In London, many surfaces – such as roads and roofs – are completely sealed, so in bouts of heavy rain, the drains overflow because there is no place for the water to go. The green wall will harvest rainwater, storing it in tanks where it will be used to irrigate the plants. By storing the liquid – the tanks hold up to 10,000 gallons – the water has a chance to evaporate rather than flood. The wall of plants will also help a dense area by cleaning the air. Armando Raish, managing director of green walll company Treebox, who will be maintaining the site, explained:
The wall will help improve the respiratory health of the people who live and visit Victoria by absorbing pollutants, an important feature of the wall given the mounting evidence that shows just how harmful particulate matter can be to human health.
The Rubens at the Palace Hotel offered up its facade after the Victoria Business Improvement District (Victoria BID) conducted an audit seeking out spaces to make the area more green.
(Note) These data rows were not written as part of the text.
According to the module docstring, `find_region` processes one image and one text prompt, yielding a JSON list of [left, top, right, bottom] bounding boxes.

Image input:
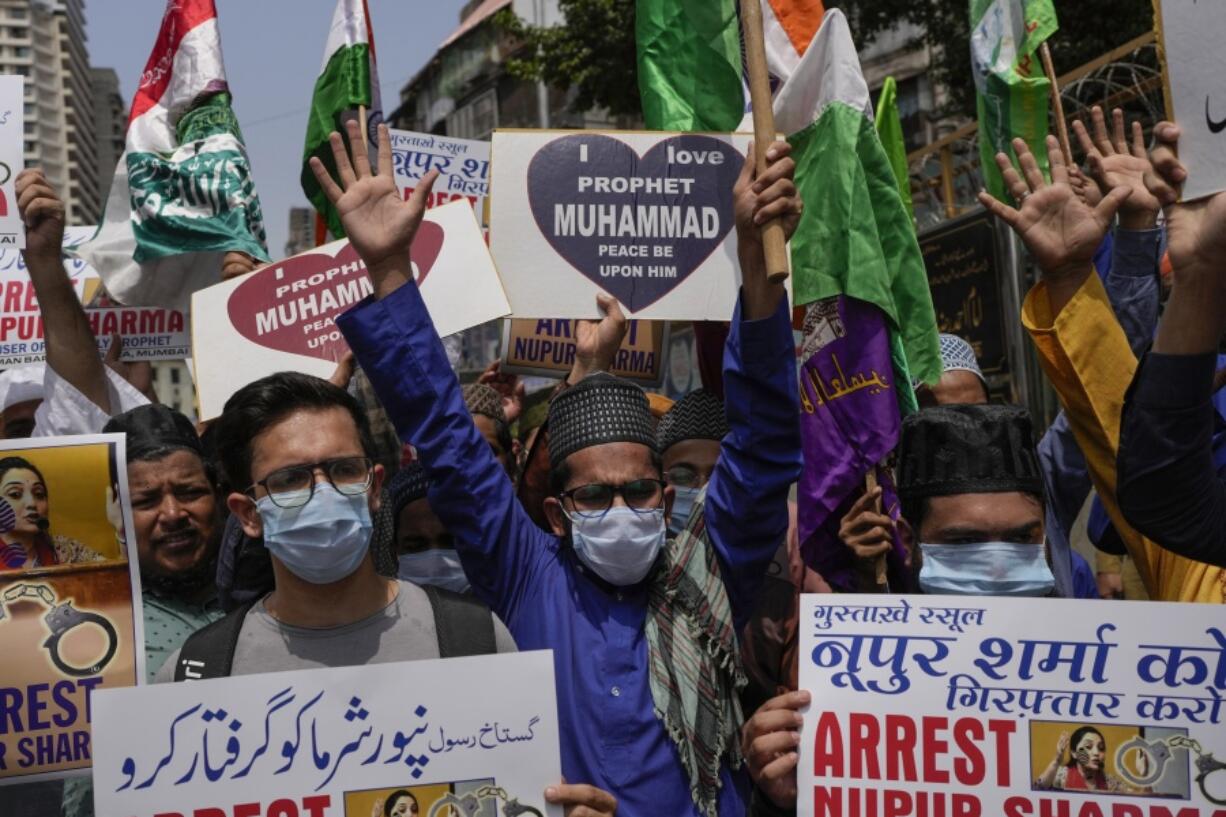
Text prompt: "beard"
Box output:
[[141, 524, 221, 599]]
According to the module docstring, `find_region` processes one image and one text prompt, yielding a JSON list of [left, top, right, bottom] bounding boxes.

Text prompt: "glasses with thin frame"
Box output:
[[248, 456, 374, 508], [560, 479, 666, 518]]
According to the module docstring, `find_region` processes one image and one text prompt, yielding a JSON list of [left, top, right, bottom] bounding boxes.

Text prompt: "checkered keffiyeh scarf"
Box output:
[[646, 487, 746, 817]]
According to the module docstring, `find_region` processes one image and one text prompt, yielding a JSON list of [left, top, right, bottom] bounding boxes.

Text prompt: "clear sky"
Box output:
[[87, 0, 466, 256]]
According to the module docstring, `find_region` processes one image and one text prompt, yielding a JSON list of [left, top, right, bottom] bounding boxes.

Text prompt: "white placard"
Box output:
[[191, 201, 510, 420], [490, 130, 755, 320], [799, 594, 1226, 816], [390, 129, 489, 223], [0, 75, 23, 248], [1158, 0, 1226, 201], [92, 651, 563, 816]]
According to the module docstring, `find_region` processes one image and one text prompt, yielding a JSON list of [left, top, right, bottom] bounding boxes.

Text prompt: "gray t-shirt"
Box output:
[[156, 581, 515, 681]]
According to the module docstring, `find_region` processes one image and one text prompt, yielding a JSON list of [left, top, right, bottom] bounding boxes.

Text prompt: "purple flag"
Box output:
[[797, 295, 908, 591]]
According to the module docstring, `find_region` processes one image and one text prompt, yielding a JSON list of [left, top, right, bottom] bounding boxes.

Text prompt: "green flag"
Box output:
[[874, 77, 915, 222], [635, 0, 744, 131], [970, 0, 1059, 202]]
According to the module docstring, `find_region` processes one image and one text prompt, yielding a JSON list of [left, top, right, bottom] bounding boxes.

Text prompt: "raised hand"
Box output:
[[978, 135, 1129, 310], [308, 120, 439, 299], [838, 487, 895, 565], [17, 168, 66, 266], [1072, 106, 1160, 230], [568, 293, 628, 385], [477, 360, 526, 424]]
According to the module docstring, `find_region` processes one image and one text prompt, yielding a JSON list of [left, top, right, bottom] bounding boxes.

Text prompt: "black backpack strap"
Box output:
[[423, 584, 498, 658], [173, 600, 258, 681]]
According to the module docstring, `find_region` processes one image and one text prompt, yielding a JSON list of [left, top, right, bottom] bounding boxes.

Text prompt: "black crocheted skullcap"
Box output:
[[387, 460, 430, 518], [897, 403, 1044, 501], [548, 372, 655, 470], [104, 404, 203, 464], [462, 383, 507, 425], [656, 389, 729, 454]]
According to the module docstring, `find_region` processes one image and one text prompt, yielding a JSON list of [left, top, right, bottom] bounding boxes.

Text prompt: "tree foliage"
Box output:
[[501, 0, 1156, 121]]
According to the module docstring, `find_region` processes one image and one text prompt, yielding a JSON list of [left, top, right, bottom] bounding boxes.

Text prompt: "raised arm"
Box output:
[[704, 142, 804, 627], [316, 121, 555, 622], [1116, 122, 1226, 567]]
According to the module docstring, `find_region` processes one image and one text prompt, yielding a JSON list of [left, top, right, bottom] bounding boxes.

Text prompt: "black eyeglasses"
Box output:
[[560, 479, 666, 518], [247, 457, 374, 508]]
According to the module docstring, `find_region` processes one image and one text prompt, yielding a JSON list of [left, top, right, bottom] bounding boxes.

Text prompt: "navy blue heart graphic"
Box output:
[[527, 134, 742, 313]]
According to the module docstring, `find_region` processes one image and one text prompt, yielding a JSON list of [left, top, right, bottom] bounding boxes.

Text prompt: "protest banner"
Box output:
[[390, 128, 490, 223], [192, 201, 510, 420], [798, 594, 1226, 817], [501, 318, 669, 385], [1157, 0, 1226, 201], [0, 75, 23, 249], [92, 651, 563, 817], [0, 433, 143, 785], [0, 227, 191, 367], [490, 130, 758, 321]]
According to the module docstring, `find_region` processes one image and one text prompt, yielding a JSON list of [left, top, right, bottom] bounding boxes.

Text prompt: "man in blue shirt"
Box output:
[[313, 120, 803, 816]]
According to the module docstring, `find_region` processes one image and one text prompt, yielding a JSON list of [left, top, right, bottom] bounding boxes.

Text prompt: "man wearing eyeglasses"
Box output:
[[318, 121, 802, 816]]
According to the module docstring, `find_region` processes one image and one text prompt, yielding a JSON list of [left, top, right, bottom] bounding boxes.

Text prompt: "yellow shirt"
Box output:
[[1023, 273, 1226, 604]]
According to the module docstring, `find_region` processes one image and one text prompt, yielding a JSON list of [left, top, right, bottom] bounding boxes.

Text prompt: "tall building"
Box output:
[[90, 66, 124, 187], [285, 207, 314, 258], [0, 0, 99, 223]]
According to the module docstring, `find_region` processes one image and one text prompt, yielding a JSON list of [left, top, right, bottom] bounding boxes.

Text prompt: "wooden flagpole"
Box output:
[[738, 0, 790, 284], [864, 467, 888, 587], [1039, 43, 1073, 164]]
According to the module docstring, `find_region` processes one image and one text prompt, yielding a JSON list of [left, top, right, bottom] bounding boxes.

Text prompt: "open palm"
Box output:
[[1073, 108, 1161, 220], [309, 120, 438, 275], [1164, 192, 1226, 284]]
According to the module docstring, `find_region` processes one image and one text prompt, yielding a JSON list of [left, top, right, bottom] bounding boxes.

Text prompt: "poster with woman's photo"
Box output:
[[0, 433, 143, 785], [799, 595, 1226, 816]]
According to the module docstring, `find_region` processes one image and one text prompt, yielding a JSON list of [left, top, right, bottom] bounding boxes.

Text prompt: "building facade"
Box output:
[[0, 0, 99, 223], [90, 65, 123, 187], [285, 206, 314, 258]]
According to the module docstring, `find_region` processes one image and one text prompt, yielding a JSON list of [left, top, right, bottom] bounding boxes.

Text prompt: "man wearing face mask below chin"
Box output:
[[322, 116, 803, 817]]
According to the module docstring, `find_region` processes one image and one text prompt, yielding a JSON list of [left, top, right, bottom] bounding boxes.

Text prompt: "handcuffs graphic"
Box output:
[[426, 785, 544, 817], [1116, 734, 1226, 806], [1, 582, 119, 677]]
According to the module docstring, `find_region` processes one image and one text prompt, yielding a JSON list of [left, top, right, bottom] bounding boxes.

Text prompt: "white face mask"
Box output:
[[256, 484, 373, 585], [919, 541, 1055, 597], [566, 506, 666, 586], [397, 549, 470, 594]]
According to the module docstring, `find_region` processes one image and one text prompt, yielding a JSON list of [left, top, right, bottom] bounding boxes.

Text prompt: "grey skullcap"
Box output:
[[656, 389, 729, 454], [898, 404, 1044, 501], [939, 333, 987, 387], [463, 383, 508, 425], [548, 372, 655, 470]]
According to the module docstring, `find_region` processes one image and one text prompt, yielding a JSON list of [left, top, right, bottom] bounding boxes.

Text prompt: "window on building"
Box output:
[[895, 74, 933, 153], [170, 368, 181, 384], [8, 7, 26, 19], [9, 26, 26, 37], [13, 46, 28, 57], [23, 121, 32, 134], [12, 65, 27, 76], [447, 89, 497, 141]]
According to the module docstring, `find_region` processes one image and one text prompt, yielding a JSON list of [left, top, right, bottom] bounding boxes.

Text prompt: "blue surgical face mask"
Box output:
[[397, 549, 470, 594], [668, 486, 701, 536], [256, 484, 373, 585], [919, 541, 1055, 597], [566, 506, 666, 586]]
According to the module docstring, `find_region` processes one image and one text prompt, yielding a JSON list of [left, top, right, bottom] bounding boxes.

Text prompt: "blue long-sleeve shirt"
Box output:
[[1038, 227, 1162, 596], [337, 281, 801, 817]]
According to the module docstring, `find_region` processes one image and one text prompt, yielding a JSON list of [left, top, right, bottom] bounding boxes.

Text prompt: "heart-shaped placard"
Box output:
[[227, 221, 444, 361], [527, 134, 741, 313]]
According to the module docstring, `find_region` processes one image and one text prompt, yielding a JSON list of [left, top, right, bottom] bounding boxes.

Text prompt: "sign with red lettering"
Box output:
[[0, 228, 190, 367], [390, 129, 489, 225], [191, 201, 510, 420], [490, 130, 762, 320], [798, 595, 1226, 817], [0, 433, 144, 785], [0, 76, 24, 249], [91, 652, 562, 817], [500, 318, 669, 385]]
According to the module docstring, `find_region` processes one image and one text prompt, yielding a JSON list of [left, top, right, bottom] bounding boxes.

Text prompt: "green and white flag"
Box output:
[[970, 0, 1059, 202], [79, 0, 268, 312], [301, 0, 382, 241], [875, 76, 915, 222]]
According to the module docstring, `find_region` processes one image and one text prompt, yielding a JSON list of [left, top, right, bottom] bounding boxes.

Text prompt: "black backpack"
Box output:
[[173, 585, 497, 681]]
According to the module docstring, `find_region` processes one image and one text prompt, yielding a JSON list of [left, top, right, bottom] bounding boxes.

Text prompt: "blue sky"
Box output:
[[88, 0, 465, 256]]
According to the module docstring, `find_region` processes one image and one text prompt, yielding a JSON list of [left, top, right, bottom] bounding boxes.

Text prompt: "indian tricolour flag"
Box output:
[[638, 3, 941, 592], [301, 0, 383, 241], [79, 0, 268, 312]]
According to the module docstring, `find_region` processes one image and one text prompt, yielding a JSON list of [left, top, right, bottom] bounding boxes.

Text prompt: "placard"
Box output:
[[920, 210, 1008, 375], [0, 75, 24, 248], [798, 594, 1226, 816], [0, 433, 144, 785], [390, 128, 489, 223], [501, 318, 669, 385], [490, 130, 755, 320], [92, 651, 563, 817], [0, 227, 190, 366], [191, 201, 511, 420], [1157, 0, 1226, 201]]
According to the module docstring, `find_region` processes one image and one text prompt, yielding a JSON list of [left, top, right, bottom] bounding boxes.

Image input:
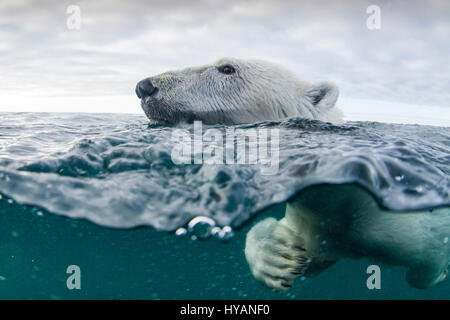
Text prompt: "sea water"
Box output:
[[0, 112, 448, 299]]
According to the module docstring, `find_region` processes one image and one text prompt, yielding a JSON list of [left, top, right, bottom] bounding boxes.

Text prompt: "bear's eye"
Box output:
[[217, 65, 236, 75]]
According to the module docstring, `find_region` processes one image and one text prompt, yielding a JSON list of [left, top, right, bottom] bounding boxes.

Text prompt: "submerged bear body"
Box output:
[[135, 58, 449, 291], [245, 184, 450, 291]]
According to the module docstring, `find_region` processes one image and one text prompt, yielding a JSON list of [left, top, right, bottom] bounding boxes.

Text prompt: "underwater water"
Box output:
[[0, 112, 448, 299]]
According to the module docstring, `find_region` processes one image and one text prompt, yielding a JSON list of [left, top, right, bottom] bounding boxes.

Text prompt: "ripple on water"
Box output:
[[0, 113, 448, 232]]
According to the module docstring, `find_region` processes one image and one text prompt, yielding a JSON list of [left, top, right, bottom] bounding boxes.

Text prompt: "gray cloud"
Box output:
[[0, 0, 449, 108]]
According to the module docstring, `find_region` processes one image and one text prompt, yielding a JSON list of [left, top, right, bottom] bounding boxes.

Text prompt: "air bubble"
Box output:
[[182, 217, 234, 241], [394, 175, 404, 182], [175, 227, 187, 237], [217, 226, 234, 241], [405, 186, 425, 195], [210, 227, 221, 237], [187, 216, 216, 239]]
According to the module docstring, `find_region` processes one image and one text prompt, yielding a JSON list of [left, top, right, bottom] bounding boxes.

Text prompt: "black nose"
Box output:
[[136, 78, 158, 99]]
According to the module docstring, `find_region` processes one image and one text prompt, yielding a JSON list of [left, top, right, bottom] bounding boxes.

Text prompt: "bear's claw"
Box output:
[[245, 217, 311, 291]]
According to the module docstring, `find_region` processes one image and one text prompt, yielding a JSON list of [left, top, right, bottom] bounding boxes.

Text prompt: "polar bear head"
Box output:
[[136, 58, 342, 125]]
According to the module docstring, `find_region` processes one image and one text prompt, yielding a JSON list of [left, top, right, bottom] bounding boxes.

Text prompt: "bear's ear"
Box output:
[[304, 82, 339, 110]]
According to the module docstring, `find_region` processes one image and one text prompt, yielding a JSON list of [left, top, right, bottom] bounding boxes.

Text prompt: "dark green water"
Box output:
[[0, 113, 448, 299], [1, 196, 448, 299]]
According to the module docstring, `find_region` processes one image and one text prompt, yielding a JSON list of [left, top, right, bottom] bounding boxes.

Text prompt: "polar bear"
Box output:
[[135, 57, 449, 291], [135, 57, 343, 125], [245, 184, 450, 290]]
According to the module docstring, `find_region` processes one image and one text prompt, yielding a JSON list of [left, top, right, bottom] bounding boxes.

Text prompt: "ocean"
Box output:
[[0, 112, 448, 299]]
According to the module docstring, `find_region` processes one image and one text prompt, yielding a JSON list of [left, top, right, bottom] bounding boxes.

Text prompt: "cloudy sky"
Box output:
[[0, 0, 449, 124]]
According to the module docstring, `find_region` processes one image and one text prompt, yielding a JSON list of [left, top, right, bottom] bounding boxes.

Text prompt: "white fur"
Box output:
[[245, 184, 450, 291], [140, 58, 343, 125]]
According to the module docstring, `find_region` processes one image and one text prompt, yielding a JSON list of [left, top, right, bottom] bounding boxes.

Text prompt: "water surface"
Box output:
[[0, 112, 448, 299]]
Jonathan Raggett, Managing Director of Red Carnation Hotels, of which the Rubens at the Palace is a part of, said:
We take the issue of sustainable tourism very seriously across the entire Red Carnation Hotel collection, and this wall will minimize the hotel’s impact on the environment and also improve the air quality and aesthetic in this part of London.
The permanent installation will have ferns, spring bulbs, winter geraniums, crocuses and other seasonal plants to bring bees, birds and butterflies to the area at all time of year.